Direttore Responsabile:

Susanna Della Felice

Coordinatore di Redazione:

Lapo Mariani

giurisprudenza

Deposito della copia notificata del ricorso in cassazione priva di attestazione di conformità: non sempre si ha improcedibilità del ricorso (Cass., Sez. Un., 24 settembre 2018, n. 22438)

Con la sentenza in esame le Sezioni Unite della Corte di Cassazione hanno esercitato il potere ex art. 363 c.p.c. di pronunciarsi in ordine al principio di diritto che il giudice di merito avrebbe dovuto applicare, nonostante le parti avessero efficacemente rinunciato al ricorso.

Le Sezioni Unite tornano così sulla questione della procedibilità, ex art. 369 c.p.c., del ricorso in Cassazione predisposto in originale telematico e notificato a mezzo pec, ma depositato, insieme alle copie cartacee del messaggio di pec e delle ricevute di accettazione e di avvenuta consegna, in copia analogica informe (ossia priva dell’attestazione di conformità ex art. 9, L. 53/1994).

Sul punto, la Suprema Corte ribadisce che, seppur in una dimensione esclusivamente analogica (i.e. cartacea) qual è il giudizio in Cassazione, è pur sempre ammissibile la formazione digitale del ricorso e il suo deposito in copia cartacea autenticata.

Ciò premesso, in primo luogo, le Sezioni Unite escludono l’improcedibilità del ricorso nel caso in cui il ricorrente depositi il ricorso notificato via pec in copia analogica informe, nell’ipotesi in cui il controricorrente destinatario della notifica (i) depositi la copia notificata del ricorso da questi ricevuta, ritualmente autenticata, o (ii) non disconosca la copia informe del ricorso depositata dal ricorrente.

Per pervenire a tali conclusioni, la Suprema Corte richiama un proprio risalente orientamento secondo cui “il deposito nella cancelleria della Corte di Cassazione di una copia informe del ricorso, anziché, ai sensi dell’art. 369 c.p.c., comma 1, dell’originale, non determina improcedibilità del ricorso medesimo, qualora non vi siano dubbi sulla conformità all’originale della copia” (sulla base di tale orientamento è stata considerata sufficiente ai fini dell’art. 369 c.p.c. la cd. copia velina del ricorso, ossia la copia del ricorso munita della dichiarazione dell’ufficiale giudiziario attestante solo l’avvenuta notifica).
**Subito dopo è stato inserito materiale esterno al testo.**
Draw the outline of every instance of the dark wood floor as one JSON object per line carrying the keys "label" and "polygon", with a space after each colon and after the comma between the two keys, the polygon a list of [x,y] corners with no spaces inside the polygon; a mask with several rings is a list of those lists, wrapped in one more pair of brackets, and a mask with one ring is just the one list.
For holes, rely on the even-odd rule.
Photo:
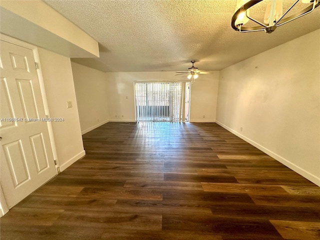
{"label": "dark wood floor", "polygon": [[83,136],[86,156],[2,218],[2,240],[320,239],[320,188],[216,124]]}

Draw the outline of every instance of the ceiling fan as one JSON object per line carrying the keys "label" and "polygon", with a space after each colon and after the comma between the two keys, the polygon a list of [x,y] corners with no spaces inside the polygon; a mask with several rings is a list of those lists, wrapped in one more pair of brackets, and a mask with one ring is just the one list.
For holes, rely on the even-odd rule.
{"label": "ceiling fan", "polygon": [[207,72],[201,72],[198,70],[198,68],[196,68],[194,66],[194,62],[196,62],[196,61],[194,61],[194,60],[191,61],[192,66],[191,68],[189,68],[188,71],[176,72],[178,74],[176,74],[176,76],[182,75],[183,74],[188,74],[188,76],[187,76],[188,79],[191,79],[192,78],[192,80],[194,80],[198,78],[198,76],[199,76],[199,74],[209,74],[210,73]]}

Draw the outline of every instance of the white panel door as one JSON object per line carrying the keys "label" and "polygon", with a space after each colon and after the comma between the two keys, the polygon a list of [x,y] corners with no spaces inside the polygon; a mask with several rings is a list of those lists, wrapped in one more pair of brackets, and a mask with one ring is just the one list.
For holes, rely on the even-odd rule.
{"label": "white panel door", "polygon": [[10,208],[56,171],[32,51],[0,47],[0,178]]}

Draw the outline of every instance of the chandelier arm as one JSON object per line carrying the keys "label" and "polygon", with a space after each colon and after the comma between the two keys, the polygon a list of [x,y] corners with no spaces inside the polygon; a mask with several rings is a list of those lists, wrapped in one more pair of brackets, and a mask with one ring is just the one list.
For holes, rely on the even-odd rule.
{"label": "chandelier arm", "polygon": [[256,5],[256,4],[259,3],[260,2],[262,1],[263,0],[250,0],[246,4],[244,4],[243,6],[242,6],[239,9],[238,9],[236,12],[232,16],[232,20],[231,20],[231,26],[234,30],[238,31],[239,28],[238,26],[236,26],[236,20],[237,17],[239,14],[240,14],[242,12],[250,8],[252,6],[254,5]]}
{"label": "chandelier arm", "polygon": [[259,28],[258,27],[256,27],[256,29],[250,29],[250,28],[248,28],[248,30],[244,30],[244,31],[242,31],[241,30],[241,25],[240,25],[239,26],[239,32],[261,32],[261,31],[263,31],[264,30],[264,28]]}
{"label": "chandelier arm", "polygon": [[309,6],[305,8],[299,12],[284,19],[282,21],[281,21],[280,24],[278,24],[276,26],[280,26],[282,25],[283,25],[284,24],[286,24],[287,22],[294,20],[295,19],[298,18],[300,16],[308,14],[314,10],[314,9],[319,6],[320,6],[320,2],[319,2],[318,0],[314,0],[314,4],[312,4],[312,6],[310,4]]}
{"label": "chandelier arm", "polygon": [[264,25],[264,24],[262,24],[261,22],[260,22],[259,21],[256,20],[254,18],[252,18],[248,16],[248,15],[246,15],[246,17],[249,18],[250,20],[252,20],[252,21],[254,21],[254,22],[260,25],[261,25],[262,26],[264,26],[264,28],[268,28],[268,26]]}
{"label": "chandelier arm", "polygon": [[296,4],[298,4],[298,3],[299,2],[299,0],[296,0],[296,2],[294,2],[294,3],[292,4],[292,6],[291,6],[290,8],[289,8],[289,9],[288,9],[288,10],[286,12],[284,12],[284,14],[282,16],[281,16],[281,18],[279,18],[279,20],[278,20],[278,21],[276,21],[276,22],[274,24],[274,25],[276,25],[276,24],[278,24],[279,22],[280,22],[282,18],[284,18],[284,16],[286,16],[286,14],[288,14],[288,13],[290,11],[290,10],[291,10],[292,9],[292,8],[294,6],[296,6]]}

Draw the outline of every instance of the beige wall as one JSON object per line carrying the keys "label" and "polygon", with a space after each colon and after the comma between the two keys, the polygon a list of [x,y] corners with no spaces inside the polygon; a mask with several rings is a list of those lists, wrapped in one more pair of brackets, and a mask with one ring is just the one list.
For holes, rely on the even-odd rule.
{"label": "beige wall", "polygon": [[[50,117],[64,119],[52,123],[58,160],[63,170],[85,154],[70,58],[43,48],[38,51]],[[67,101],[72,102],[72,108],[66,108]]]}
{"label": "beige wall", "polygon": [[[109,84],[110,120],[135,120],[134,81],[186,80],[186,76],[175,76],[175,74],[173,72],[106,72],[106,80]],[[192,84],[190,122],[214,122],[218,83],[218,72],[215,71],[210,74],[200,76]],[[204,118],[204,115],[206,116]]]}
{"label": "beige wall", "polygon": [[318,185],[320,40],[318,30],[222,70],[216,118]]}
{"label": "beige wall", "polygon": [[108,82],[104,72],[71,62],[82,134],[108,122]]}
Nel caso di specie (ossia nel caso di deposito di copia informe del ricorso in cassazione notificato via pec), osserva la Suprema Corte, la verifica della conformità tra la copia del ricorso depositata e l’originale notificato può esser effettuata solo dal controricorrente: ciò in quanto l’originale informatico del ricorso è lo stesso che il controricorrente ha ricevuto.
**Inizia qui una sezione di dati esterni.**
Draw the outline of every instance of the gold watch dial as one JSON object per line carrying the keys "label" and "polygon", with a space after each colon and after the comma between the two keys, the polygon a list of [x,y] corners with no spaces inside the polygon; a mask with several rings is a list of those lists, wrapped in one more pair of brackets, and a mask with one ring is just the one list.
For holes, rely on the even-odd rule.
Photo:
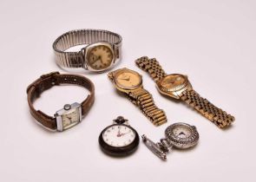
{"label": "gold watch dial", "polygon": [[93,48],[88,55],[89,66],[96,70],[108,68],[113,60],[111,49],[105,45],[99,45]]}
{"label": "gold watch dial", "polygon": [[123,88],[136,88],[142,82],[141,76],[130,69],[122,69],[115,76],[116,84]]}
{"label": "gold watch dial", "polygon": [[180,74],[167,75],[161,81],[161,86],[168,91],[178,91],[186,87],[187,84],[187,77]]}

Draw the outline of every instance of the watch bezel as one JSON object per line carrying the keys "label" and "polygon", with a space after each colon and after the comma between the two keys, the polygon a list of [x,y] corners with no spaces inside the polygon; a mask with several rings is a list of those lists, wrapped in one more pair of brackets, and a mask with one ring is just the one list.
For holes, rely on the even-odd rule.
{"label": "watch bezel", "polygon": [[[136,75],[139,78],[140,78],[140,82],[135,85],[135,86],[133,86],[133,87],[125,87],[125,86],[122,86],[121,84],[120,84],[116,80],[117,76],[121,73],[121,72],[132,72],[134,73],[135,75]],[[131,69],[128,69],[127,68],[121,68],[121,69],[117,69],[115,71],[114,73],[114,75],[113,75],[113,80],[115,81],[115,84],[117,86],[117,88],[121,88],[121,89],[123,89],[123,90],[135,90],[135,89],[137,89],[138,88],[140,88],[141,85],[142,85],[142,76],[137,73],[136,71],[134,71],[134,70],[131,70]]]}
{"label": "watch bezel", "polygon": [[[111,60],[111,63],[110,65],[106,68],[102,68],[102,69],[95,69],[94,68],[92,68],[89,63],[89,53],[90,51],[95,49],[95,47],[97,46],[106,46],[107,48],[108,48],[111,51],[111,54],[113,55],[113,58]],[[84,52],[84,68],[89,71],[94,71],[94,72],[102,72],[102,71],[105,71],[105,70],[108,70],[110,68],[112,68],[112,66],[114,65],[115,63],[115,52],[114,52],[114,49],[113,49],[113,45],[110,44],[109,42],[94,42],[94,43],[91,43],[89,45],[88,45],[87,47],[85,47],[84,49],[82,49],[82,51]]]}
{"label": "watch bezel", "polygon": [[[169,88],[168,89],[168,88],[162,86],[161,81],[163,81],[163,80],[165,78],[167,78],[167,76],[170,76],[170,75],[181,75],[186,79],[186,81],[184,83],[177,86],[175,88],[172,88],[172,89]],[[175,99],[180,99],[180,95],[181,95],[182,92],[188,89],[188,88],[192,88],[192,86],[191,86],[187,75],[181,75],[181,74],[171,74],[171,75],[167,75],[164,76],[159,81],[157,81],[157,88],[158,88],[159,92],[162,94],[165,94],[165,95],[175,98]]]}
{"label": "watch bezel", "polygon": [[[58,110],[56,113],[56,114],[55,114],[55,117],[56,119],[56,124],[57,124],[57,131],[59,131],[59,132],[62,132],[64,130],[69,129],[69,128],[75,127],[75,125],[77,125],[78,123],[80,123],[81,120],[82,120],[82,107],[81,107],[81,104],[79,104],[77,102],[75,102],[75,103],[71,104],[70,106],[71,106],[71,107],[69,110],[66,110],[66,109],[62,108],[61,110]],[[78,108],[78,112],[79,112],[79,121],[76,122],[75,124],[74,124],[70,127],[63,128],[62,117],[62,116],[64,115],[64,114],[67,114],[69,110],[74,109],[74,108]]]}
{"label": "watch bezel", "polygon": [[[112,146],[108,145],[108,143],[106,143],[103,140],[102,135],[108,128],[112,127],[113,126],[125,126],[125,127],[130,128],[131,130],[133,130],[134,133],[135,133],[135,138],[132,141],[132,143],[130,143],[129,145],[128,145],[126,146],[121,146],[121,147]],[[137,131],[135,129],[134,129],[132,127],[125,125],[125,124],[114,124],[114,125],[108,126],[101,132],[98,140],[99,140],[101,149],[105,153],[111,155],[111,156],[121,157],[121,156],[127,156],[127,155],[132,154],[134,152],[136,151],[136,149],[138,148],[139,143],[140,143],[140,137],[139,137]]]}
{"label": "watch bezel", "polygon": [[[177,137],[174,134],[173,129],[176,127],[187,127],[189,128],[191,134],[186,138]],[[199,133],[194,126],[187,123],[178,122],[167,127],[165,130],[166,139],[175,147],[186,149],[195,146],[199,140]]]}

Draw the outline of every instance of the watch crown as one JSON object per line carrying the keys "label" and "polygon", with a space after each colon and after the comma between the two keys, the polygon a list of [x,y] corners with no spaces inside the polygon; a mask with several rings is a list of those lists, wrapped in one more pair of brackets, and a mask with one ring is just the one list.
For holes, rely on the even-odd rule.
{"label": "watch crown", "polygon": [[114,80],[113,72],[109,72],[109,73],[108,74],[108,79],[109,79],[111,81],[113,81],[113,80]]}
{"label": "watch crown", "polygon": [[122,116],[118,116],[115,120],[113,120],[117,124],[123,124],[128,121],[128,120],[124,119]]}

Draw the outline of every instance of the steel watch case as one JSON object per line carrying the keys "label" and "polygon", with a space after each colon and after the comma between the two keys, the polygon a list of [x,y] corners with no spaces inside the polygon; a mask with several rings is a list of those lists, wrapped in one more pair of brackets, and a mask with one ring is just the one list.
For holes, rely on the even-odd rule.
{"label": "steel watch case", "polygon": [[[115,146],[109,146],[108,144],[107,144],[104,141],[102,135],[107,129],[108,129],[109,127],[111,127],[113,126],[125,126],[125,127],[132,129],[135,133],[135,138],[134,141],[132,143],[130,143],[129,145],[125,146],[121,146],[121,147],[115,147]],[[99,135],[98,140],[99,140],[101,149],[105,153],[107,153],[108,155],[115,156],[115,157],[122,157],[122,156],[130,155],[136,151],[136,149],[138,148],[139,143],[140,143],[140,137],[139,137],[137,131],[128,125],[113,124],[113,125],[107,127],[106,128],[104,128],[102,131],[101,134]]]}
{"label": "steel watch case", "polygon": [[[179,136],[176,136],[173,130],[174,127],[186,127],[190,130],[189,136],[187,136],[185,138],[181,138]],[[190,126],[187,123],[183,122],[178,122],[174,123],[165,130],[165,136],[166,139],[169,143],[171,143],[174,146],[180,148],[180,149],[186,149],[192,146],[194,146],[199,140],[199,133],[196,130],[196,127],[194,126]]]}
{"label": "steel watch case", "polygon": [[[78,123],[81,122],[82,117],[81,104],[79,104],[77,102],[75,102],[75,103],[70,105],[70,107],[69,109],[65,108],[65,106],[64,106],[64,107],[62,109],[58,110],[54,115],[56,117],[56,119],[57,131],[59,131],[59,132],[62,132],[62,131],[64,131],[66,129],[69,129],[70,127],[73,127],[74,126],[77,125]],[[79,121],[77,123],[75,123],[75,125],[73,125],[72,127],[68,127],[68,128],[66,128],[66,129],[63,128],[62,116],[68,114],[69,111],[70,111],[71,109],[75,109],[75,108],[78,108]]]}

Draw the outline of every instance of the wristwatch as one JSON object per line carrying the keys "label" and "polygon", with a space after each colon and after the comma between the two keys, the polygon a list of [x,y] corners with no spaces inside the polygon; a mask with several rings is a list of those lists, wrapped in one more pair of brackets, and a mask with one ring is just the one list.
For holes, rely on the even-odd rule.
{"label": "wristwatch", "polygon": [[155,58],[148,59],[143,56],[135,62],[139,68],[150,75],[161,94],[185,101],[220,128],[229,126],[234,120],[233,116],[215,107],[195,92],[187,75],[167,75]]}
{"label": "wristwatch", "polygon": [[[33,107],[34,101],[43,91],[60,84],[82,86],[89,89],[90,94],[81,104],[77,102],[66,104],[62,109],[56,113],[54,117],[36,110]],[[30,114],[39,124],[51,131],[61,132],[78,124],[89,112],[95,101],[95,87],[90,80],[83,76],[52,72],[41,75],[39,79],[31,83],[27,88],[27,94]]]}
{"label": "wristwatch", "polygon": [[124,68],[108,73],[108,76],[115,88],[124,93],[154,126],[167,122],[164,111],[154,105],[152,95],[143,88],[140,74]]}
{"label": "wristwatch", "polygon": [[[86,44],[78,52],[66,51]],[[108,30],[77,29],[60,36],[53,43],[56,62],[60,67],[83,68],[100,72],[121,60],[121,36]]]}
Inoltre, la circostanza che non sia possibile effettuare depositi telematici nel giudizio in Cassazione impedisce all’organo giudicante di avere materialmente l’originale informatico, con conseguente valorizzazione del compito di verifica posto in capo al controricorrente anche dall’art. 23, comma 2, del codice dell’amministrazione digitale.

In ogni caso, precisano le Sezioni Unite, non potrà aversi procedibilità del ricorso ove la relativa copia notificata (informe o meno che sia) venga depositata oltre il termine previsto dall’art. 369 c.p.c.

Su tali premesse, conclude la Suprema Corte, possono ipotizzarsi ulteriori fattispecie in cui il deposito del ricorso notificato in copia informe non determini, di per sé, l’improcedibilità del ricorso.

In particolare, ove anche solo uno dei destinatari della notifica a mezzo pec del ricorso nativo digitale non si costituisca in giudizio, il ricorrente avrà l’onere di depositare, ex art. 372 c.p.c., l’attestazione di conformità mancante sino all’udienza di discussione o alla camera di consiglio. In difetto, il ricorso sarà dichiarato improcedibile.

Ancora, nel caso in cui il controricorrente disconosca la conformità all’originale della copia analogica informe del ricorso depositata, sarà onere del ricorrente, nei medesimi termini di cui sopra, depositare l’attestazione di conformità mancante. In difetto, il ricorso sarà parimenti dichiarato improcedibile.